Arzoo’s greatest contribution to Urdu language was his book ‘Nizam- e-Urdu’, which he painstakingly wrote over a period of twenty years. In this book he tried his hand at writing Urdu free from heavy Persian and Arabic words. He incorporated in their place simple Hindi words. Thus, Arzoo gave to Urdu a base of Hindi words. Arzoo’s book of poetry entitled ‘Sureeli Bansuri’ was written by him without using a single word of Arabic or Persian. ‘Sureeli Bansuri’ was published in both Urdu and Devnagri script. Arzoo supported the Swadeshi Movement and the NonCooperation movement. About charkha, he wrote “Chokha maal, khara bazaar, Kapda ban kar ho tayyar, sona chandi sab haath aaye, charkha bigde kaam banaaye”. In the early 1940s, Arzoo shifted from Calcutta to Bombay. Here he wrote lyrics for some films.

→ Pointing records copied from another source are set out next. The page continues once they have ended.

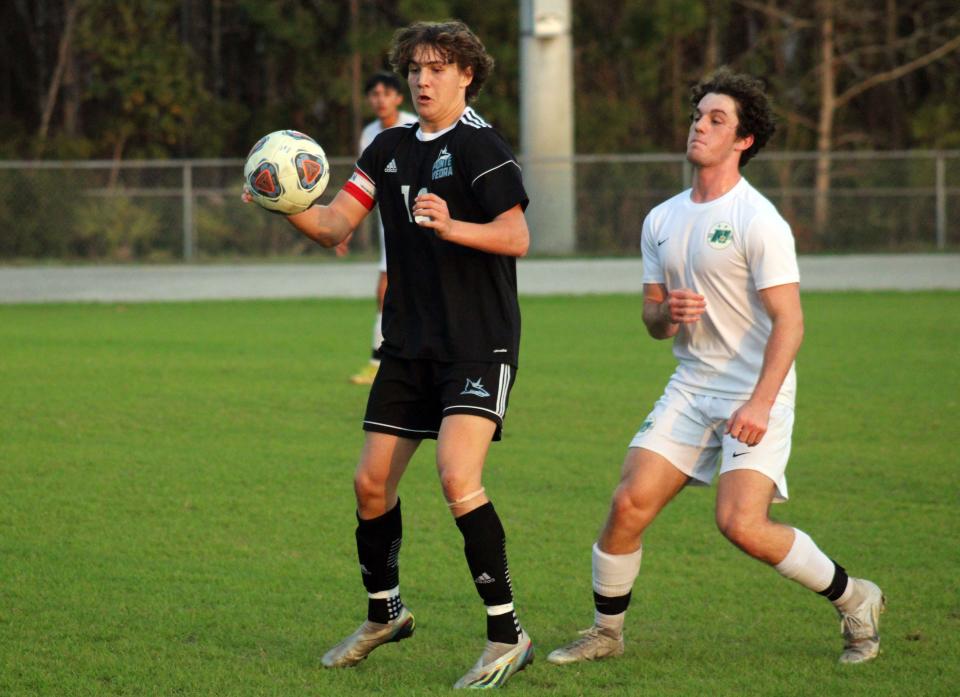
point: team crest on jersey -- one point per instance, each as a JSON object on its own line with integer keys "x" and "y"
{"x": 443, "y": 166}
{"x": 720, "y": 235}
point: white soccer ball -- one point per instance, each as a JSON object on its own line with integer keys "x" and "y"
{"x": 286, "y": 171}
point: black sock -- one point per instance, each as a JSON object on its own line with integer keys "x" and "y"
{"x": 484, "y": 544}
{"x": 607, "y": 605}
{"x": 838, "y": 585}
{"x": 378, "y": 549}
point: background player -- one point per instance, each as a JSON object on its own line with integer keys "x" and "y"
{"x": 720, "y": 278}
{"x": 384, "y": 95}
{"x": 452, "y": 201}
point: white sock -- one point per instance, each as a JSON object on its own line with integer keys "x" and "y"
{"x": 613, "y": 577}
{"x": 806, "y": 564}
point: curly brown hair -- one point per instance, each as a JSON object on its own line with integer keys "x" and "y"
{"x": 453, "y": 40}
{"x": 754, "y": 111}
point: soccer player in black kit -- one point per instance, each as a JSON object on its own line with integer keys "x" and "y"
{"x": 452, "y": 199}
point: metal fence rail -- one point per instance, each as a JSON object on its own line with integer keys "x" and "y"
{"x": 146, "y": 210}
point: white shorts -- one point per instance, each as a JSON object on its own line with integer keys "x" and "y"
{"x": 688, "y": 430}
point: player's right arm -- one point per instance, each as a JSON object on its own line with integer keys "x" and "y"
{"x": 330, "y": 225}
{"x": 664, "y": 311}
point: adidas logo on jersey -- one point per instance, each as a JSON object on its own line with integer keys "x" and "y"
{"x": 475, "y": 387}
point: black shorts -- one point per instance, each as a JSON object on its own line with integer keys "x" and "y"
{"x": 409, "y": 398}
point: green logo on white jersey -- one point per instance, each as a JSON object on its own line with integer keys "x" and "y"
{"x": 720, "y": 235}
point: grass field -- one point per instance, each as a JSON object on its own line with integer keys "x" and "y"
{"x": 176, "y": 513}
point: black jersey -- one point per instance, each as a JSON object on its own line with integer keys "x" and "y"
{"x": 444, "y": 301}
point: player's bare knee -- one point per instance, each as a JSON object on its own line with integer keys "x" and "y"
{"x": 741, "y": 530}
{"x": 368, "y": 487}
{"x": 628, "y": 510}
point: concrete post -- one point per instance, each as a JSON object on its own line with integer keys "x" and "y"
{"x": 546, "y": 123}
{"x": 186, "y": 197}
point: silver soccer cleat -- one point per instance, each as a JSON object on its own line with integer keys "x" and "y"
{"x": 496, "y": 672}
{"x": 595, "y": 643}
{"x": 369, "y": 636}
{"x": 861, "y": 628}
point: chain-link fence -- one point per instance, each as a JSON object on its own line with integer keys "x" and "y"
{"x": 190, "y": 209}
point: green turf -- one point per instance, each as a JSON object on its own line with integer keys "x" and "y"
{"x": 176, "y": 513}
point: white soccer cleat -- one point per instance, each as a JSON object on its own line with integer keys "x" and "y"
{"x": 369, "y": 636}
{"x": 861, "y": 628}
{"x": 595, "y": 643}
{"x": 494, "y": 672}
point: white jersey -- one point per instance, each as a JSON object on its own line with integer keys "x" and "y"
{"x": 727, "y": 250}
{"x": 371, "y": 131}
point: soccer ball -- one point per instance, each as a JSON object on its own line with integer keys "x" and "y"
{"x": 286, "y": 171}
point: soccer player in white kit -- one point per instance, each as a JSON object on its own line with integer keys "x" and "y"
{"x": 720, "y": 278}
{"x": 385, "y": 95}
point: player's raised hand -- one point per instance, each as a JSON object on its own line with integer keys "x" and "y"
{"x": 684, "y": 306}
{"x": 429, "y": 210}
{"x": 748, "y": 424}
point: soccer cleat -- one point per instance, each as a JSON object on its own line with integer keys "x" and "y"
{"x": 369, "y": 636}
{"x": 594, "y": 644}
{"x": 496, "y": 671}
{"x": 861, "y": 628}
{"x": 366, "y": 374}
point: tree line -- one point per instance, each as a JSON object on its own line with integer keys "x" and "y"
{"x": 205, "y": 78}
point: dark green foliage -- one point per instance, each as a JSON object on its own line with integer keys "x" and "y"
{"x": 189, "y": 78}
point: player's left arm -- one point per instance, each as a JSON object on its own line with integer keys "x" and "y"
{"x": 506, "y": 234}
{"x": 748, "y": 424}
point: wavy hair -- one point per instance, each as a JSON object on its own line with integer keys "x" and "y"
{"x": 754, "y": 111}
{"x": 453, "y": 40}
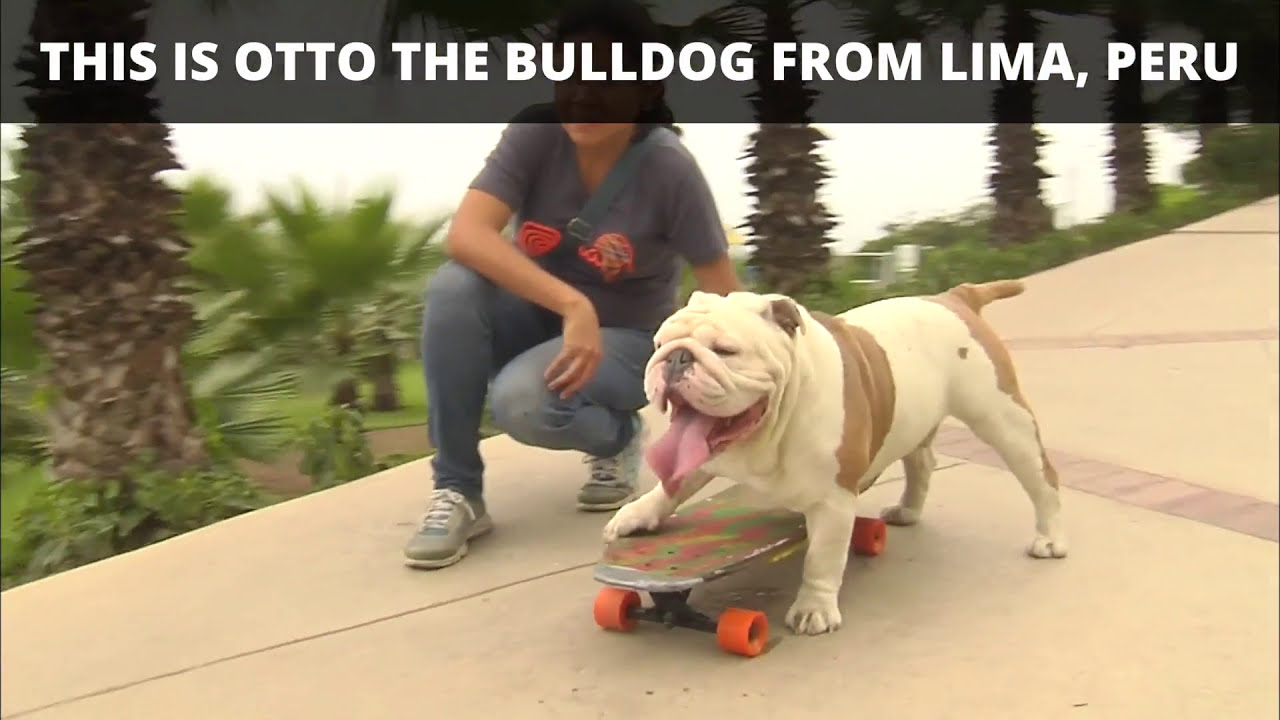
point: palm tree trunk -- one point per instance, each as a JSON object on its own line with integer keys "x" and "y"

The songs of Bombay Talkies’ film ‘Milan’ 5 (1946), starring Dilip Kumar, Ranjana, and Pahadi Sanyal were written by two lyricists, P L Santoshi and Arzoo Lakhnavi. The most popular song of this film, ‘Suhani beliya beeti jaye’ sung by Parul Ghosh was written by Arzoo. Some other Bollywood films for which Arzoo wrote the lyrics are Khel’, ‘Raat Ki Rani’, ‘Sawan Aaya Re’, ‘Beqasoor’, ‘Nakhre’, and a few more which now lie buried under the dust of time. His songs for ‘Beqasoor’ (1950) which were sung by Lata Mangeshkar and Rajkumari became very popular. For ‘Raat Ki Rani’ (1949), Arzoo wrote a ghazal which Mohammed Rafi sang in the fashion of a poet reciting his creation at a mushaira.